Each Franklin County School is implementing its own format for the best way to maintain contact with students and allow each child to continue learning.

Phil Campbell High School, for example, will be posting core educational videos for students on its Facebook page, as well as utilizing Google Classroom. Phil Campbell Elementary School is distributing paper packets to students.

Tharptown Elementary School is switching to digital learning, with teachers focusing on core academic areas of math and language arts. Teachers will use a variety of online resources, so each virtual classroom will look different.

Tharptown High School will also be using technology to continue education, with each teacher posting videos on Facebook or through a virtual classroom.

Students at East Franklin Junior High received packets of educational material, and teachers are also posting educational material on Facebook and Google classrooms.

Belgreen High School will be involving students through digital learning using Facebook groups, digital classrooms, the Remind app and email.

Vina High School will be using the Remind app, Facebook groups and Google classrooms to continue educating students, and Red Bay High School is also embracing online activities with Facebook groups and Google classrooms.

All assignments will be enrichment activities to help enforce state standards but will not be counted toward final grades.

Final grades are based on the first three semesters of school. Seniors who were on track to graduate will be considered graduates. Anyone who was not on track to graduate will have teachers contact them regarding additional material needed to meet graduation requirements.

RCS Superintendent Heath Grimes said RCS will host a graduation ceremony whenever it is permitted, but there are no plans yet for when this will occur. There is still no decision on whether FCS schools will host graduation ceremonies.

Students at RCS with internet access will continue their studies using Google classrooms, and students without internet access will have paper packets available for them.

“The goal moving forward is to make sure all of our students have mastered the critical standards for their grade level as outlined by the Alabama State Department of Education and will be prepared to move on to the next grade level once the new school year resumes,” Grimes said in a letter to parents. “We aren’t worried about grades as much as we are worried about their mastery of skills and their preparedness.”
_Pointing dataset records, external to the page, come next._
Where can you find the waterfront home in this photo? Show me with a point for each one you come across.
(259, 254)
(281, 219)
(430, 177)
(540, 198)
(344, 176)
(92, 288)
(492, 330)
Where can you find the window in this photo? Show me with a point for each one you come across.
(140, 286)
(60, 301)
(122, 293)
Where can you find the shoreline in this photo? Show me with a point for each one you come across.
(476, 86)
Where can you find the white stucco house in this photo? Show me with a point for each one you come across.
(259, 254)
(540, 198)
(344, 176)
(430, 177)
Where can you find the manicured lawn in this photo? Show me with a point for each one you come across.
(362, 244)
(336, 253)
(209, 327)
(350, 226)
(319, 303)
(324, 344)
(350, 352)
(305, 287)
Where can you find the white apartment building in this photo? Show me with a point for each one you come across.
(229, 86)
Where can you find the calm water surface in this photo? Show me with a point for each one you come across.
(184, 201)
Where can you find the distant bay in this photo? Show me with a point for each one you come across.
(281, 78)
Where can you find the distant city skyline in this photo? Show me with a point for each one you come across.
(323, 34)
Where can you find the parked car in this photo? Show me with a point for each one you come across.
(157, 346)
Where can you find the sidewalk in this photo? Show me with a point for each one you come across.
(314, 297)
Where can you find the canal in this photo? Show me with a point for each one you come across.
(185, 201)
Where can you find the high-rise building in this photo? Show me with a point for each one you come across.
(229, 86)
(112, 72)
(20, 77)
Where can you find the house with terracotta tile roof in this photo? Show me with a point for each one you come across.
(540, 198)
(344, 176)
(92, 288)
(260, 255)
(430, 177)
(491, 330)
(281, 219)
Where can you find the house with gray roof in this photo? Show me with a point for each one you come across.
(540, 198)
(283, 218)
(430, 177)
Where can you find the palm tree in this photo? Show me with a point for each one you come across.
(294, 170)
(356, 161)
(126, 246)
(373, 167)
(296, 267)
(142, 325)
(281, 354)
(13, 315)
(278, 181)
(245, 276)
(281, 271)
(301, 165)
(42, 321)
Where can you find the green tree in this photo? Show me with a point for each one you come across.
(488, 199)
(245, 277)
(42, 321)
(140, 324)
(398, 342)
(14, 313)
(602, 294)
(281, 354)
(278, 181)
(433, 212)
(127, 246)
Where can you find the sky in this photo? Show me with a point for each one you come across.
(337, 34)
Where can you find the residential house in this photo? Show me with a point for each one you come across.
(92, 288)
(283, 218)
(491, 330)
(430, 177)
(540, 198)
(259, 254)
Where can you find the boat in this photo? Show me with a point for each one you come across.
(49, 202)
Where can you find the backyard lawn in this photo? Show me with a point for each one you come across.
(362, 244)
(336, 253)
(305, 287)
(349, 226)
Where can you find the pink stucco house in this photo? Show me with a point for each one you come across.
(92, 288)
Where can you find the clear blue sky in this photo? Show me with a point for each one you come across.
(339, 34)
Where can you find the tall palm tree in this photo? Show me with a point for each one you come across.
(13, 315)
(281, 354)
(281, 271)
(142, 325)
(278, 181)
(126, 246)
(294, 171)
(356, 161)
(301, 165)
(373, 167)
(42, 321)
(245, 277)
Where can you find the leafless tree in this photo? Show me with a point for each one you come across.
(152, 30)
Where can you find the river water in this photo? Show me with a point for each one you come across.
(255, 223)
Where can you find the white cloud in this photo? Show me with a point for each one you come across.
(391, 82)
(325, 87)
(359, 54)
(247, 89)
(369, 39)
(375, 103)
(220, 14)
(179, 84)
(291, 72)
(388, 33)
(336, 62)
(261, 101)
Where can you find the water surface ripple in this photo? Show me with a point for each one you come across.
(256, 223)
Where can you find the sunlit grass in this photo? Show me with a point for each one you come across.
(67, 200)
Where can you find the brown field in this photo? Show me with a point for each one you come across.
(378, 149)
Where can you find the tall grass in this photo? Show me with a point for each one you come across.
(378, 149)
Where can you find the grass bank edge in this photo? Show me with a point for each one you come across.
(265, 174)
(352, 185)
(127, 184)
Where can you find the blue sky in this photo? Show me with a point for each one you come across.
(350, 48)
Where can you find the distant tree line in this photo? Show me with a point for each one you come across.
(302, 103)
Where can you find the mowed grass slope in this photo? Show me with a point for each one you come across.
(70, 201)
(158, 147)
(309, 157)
The school will have a day, likely sometime in July, when students and parents will be able to retrieve belongings from lockers, but right now Grimes said the focus is on educational instruction.

Grimes said parents are not expected to be teachers for their children – only to encourage them in this process.

“We are still committed to providing your child with the best education possible, as you will soon see by the communication and continued education support you will soon be receiving,” he said.

All FCS and RCS elementary students will be given work for approximately one hour each day, and high school students will receive instruction about two hours each day.

“Please know that we miss seeing your children and will provide help to them in any way possible,” Grimes added.